Comment 14 jarkko 2024-09-15 14:57:58 UTC
(In reply to jarkko from comment #13)
> Thanks! I'll look into it eventually. Obviously we cannot get the exact same
> boot time with and without encryption.
> 
> However, I found a bottleneck in the implementation. Null ECC key is swapped
> after every single in-kernel TPM command. Even after creation it is
> immediately swapped, which does not make sense to me.
> 
> So I'm trying to make swapping lazy so that most of the time
> TPM2_LoadContext would not be required if kernel uses TPM a lot. Might take
> over a week to get PoC right for this but I think I have idea how to
> approach this.

I opened a branch for improvements. Just putting it here as reference https://git.kernel.org/pub/scm/linux/kernel/git/jarkko/linux-tpmdd.git/log/?h=hmac-v1

I'll create a patch set eventually based on this branch.
Comment 15 Pengyu Ma 2024-09-16 02:29:09 UTC
After applied the patches in Comment 14, the boot time is ~15 seconds.
Less than 20 sec, but still much more than 7 sec when disabling HMAC.
Comment 16 jarkko 2024-09-20 11:53:51 UTC
(In reply to Pengyu Ma from comment #15)
> After applied the patches in Comment 14, the boot time is ~15 seconds.
> Less than 20 sec, but still much more than 7 sec when disabling HMAC.
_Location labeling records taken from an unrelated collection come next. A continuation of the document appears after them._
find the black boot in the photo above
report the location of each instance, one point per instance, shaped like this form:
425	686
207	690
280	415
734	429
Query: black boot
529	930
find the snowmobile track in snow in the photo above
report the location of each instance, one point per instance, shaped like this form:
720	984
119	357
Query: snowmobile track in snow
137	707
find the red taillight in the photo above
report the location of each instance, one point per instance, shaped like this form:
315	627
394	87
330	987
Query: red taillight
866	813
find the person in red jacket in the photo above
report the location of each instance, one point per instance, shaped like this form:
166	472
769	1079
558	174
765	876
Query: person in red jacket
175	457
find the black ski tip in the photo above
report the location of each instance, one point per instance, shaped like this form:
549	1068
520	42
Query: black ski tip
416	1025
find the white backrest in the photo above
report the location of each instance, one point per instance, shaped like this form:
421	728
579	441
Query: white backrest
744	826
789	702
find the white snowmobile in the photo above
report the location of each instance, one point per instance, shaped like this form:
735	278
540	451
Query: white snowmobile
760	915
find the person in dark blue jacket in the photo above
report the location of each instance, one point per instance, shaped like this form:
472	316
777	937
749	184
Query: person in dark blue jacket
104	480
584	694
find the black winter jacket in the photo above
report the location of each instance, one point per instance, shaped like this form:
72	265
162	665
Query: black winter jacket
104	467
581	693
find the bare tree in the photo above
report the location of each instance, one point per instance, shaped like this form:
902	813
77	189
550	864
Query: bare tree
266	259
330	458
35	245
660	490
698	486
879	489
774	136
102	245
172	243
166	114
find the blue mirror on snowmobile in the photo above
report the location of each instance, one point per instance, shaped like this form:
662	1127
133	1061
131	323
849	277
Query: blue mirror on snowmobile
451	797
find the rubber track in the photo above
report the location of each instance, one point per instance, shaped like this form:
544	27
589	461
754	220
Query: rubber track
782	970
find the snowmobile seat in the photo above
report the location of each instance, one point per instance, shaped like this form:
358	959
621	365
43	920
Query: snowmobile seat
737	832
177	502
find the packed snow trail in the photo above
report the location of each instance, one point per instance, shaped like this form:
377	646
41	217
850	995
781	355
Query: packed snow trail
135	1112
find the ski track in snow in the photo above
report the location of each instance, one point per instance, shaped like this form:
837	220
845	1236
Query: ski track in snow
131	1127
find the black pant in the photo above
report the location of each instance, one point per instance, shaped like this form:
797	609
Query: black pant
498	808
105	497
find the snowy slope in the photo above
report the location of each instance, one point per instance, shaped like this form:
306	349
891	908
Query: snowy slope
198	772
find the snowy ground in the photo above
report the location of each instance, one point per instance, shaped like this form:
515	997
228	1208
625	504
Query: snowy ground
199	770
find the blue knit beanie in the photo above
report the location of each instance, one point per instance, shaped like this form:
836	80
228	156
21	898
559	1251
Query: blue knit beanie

Linking this here: https://lore.kernel.org/linux-integrity/20240918203559.192605-1-jarkko@kernel.org/

We can close this after the patch set has been landed to the mainline tree. This will take a few weeks because I will send this between rc1 and rc2. Thanks for the productive fruitful co-op! Couldn't have move this fast without your guidance.
Comment 17 jarkko 2024-09-21 13:11:44 UTC
Link to the performance figures:

https://lore.kernel.org/linux-integrity/CALSz7m3SXE3v-yB=_E3Xf5zCDv6bAYhjb+KHrnZ6J14ay2q9sw@mail.gmail.com/

I.e. now we have come down from 20 to less 9 seconds, which is good enough.